The three-dimensional (3D) carbon coated nickel foam was utilized as current collector in a flow-electrode capacitive deionization (CF-FCDI) device to strengthen the charge transfer ability of FCDI device, achieving distinguished desalination efficiency for real seawater. Utilizing 30 ppi carbon coated nickel foam as current collector with 12.5 wt% AC content at 1.2 V to treat 3.5 g L−1 NaCl solution, the CF-FCDI achieved 99.8% of salt removal efficiency (SRE), 3.29 µmol cm−2 min−1 of average salt removal rate (ASRR) and 97.0% of charge efficiency (CE), surpassing most desalination performances in previous reports. Compared with the titanium mesh (TM-FCDI) and graphite plate (GP-FCDI) current collector, the three-dimensional electric field and computational fluid dynamics (CFD) simulations demonstrated that 3D foam current collector has obvious stronger competitiveness. Its intrinsic 3D interconnected open-pore structure as flow channel and 3D electric field could not only enlarge the charge contact area between the current collector and flow-electrode, but also eliminate the restriction of 0.75 mm effective charging range within the carbon slurry in traditional serpentine flow channels.

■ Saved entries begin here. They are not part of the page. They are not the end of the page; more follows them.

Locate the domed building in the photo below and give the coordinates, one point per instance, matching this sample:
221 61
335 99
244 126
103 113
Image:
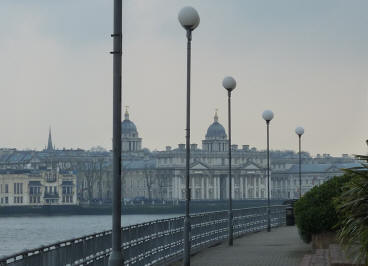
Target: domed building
216 138
129 135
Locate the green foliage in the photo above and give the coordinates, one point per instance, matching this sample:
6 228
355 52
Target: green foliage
315 212
352 208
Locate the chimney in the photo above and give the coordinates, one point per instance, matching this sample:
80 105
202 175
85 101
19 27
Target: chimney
245 147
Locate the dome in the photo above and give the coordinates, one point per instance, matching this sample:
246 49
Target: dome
216 130
128 127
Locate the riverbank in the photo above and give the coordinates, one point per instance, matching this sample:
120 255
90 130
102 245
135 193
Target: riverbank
169 208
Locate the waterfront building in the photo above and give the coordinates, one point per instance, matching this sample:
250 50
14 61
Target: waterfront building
161 174
35 187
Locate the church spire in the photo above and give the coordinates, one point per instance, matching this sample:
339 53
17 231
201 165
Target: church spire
126 115
49 143
216 116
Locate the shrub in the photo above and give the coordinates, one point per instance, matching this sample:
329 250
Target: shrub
352 208
315 212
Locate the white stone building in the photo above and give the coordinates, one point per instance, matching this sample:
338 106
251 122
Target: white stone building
30 187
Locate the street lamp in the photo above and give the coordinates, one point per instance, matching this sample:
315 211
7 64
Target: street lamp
116 257
229 84
267 116
300 131
189 19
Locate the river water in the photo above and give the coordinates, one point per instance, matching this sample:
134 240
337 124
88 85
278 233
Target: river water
19 233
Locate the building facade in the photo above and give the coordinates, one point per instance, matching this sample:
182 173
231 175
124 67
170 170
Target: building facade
30 187
161 174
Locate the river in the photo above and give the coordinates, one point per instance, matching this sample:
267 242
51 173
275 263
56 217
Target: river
19 233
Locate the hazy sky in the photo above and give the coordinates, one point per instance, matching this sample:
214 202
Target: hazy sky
305 60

Finally, the excellent desalination performance of CF-FCDI device was also verified by treating simulated seawater, real seawater samples from Yellow Sea and South China Sea with a high SRE of 99.9%, 99.8%, and 99.9%, respectively. This work introduced a new strategy for enhancing charge transfer ability and overall desalination efficiency of FCDI device by utilizing a novel 3D foam-structured current collector for real seawater desalination.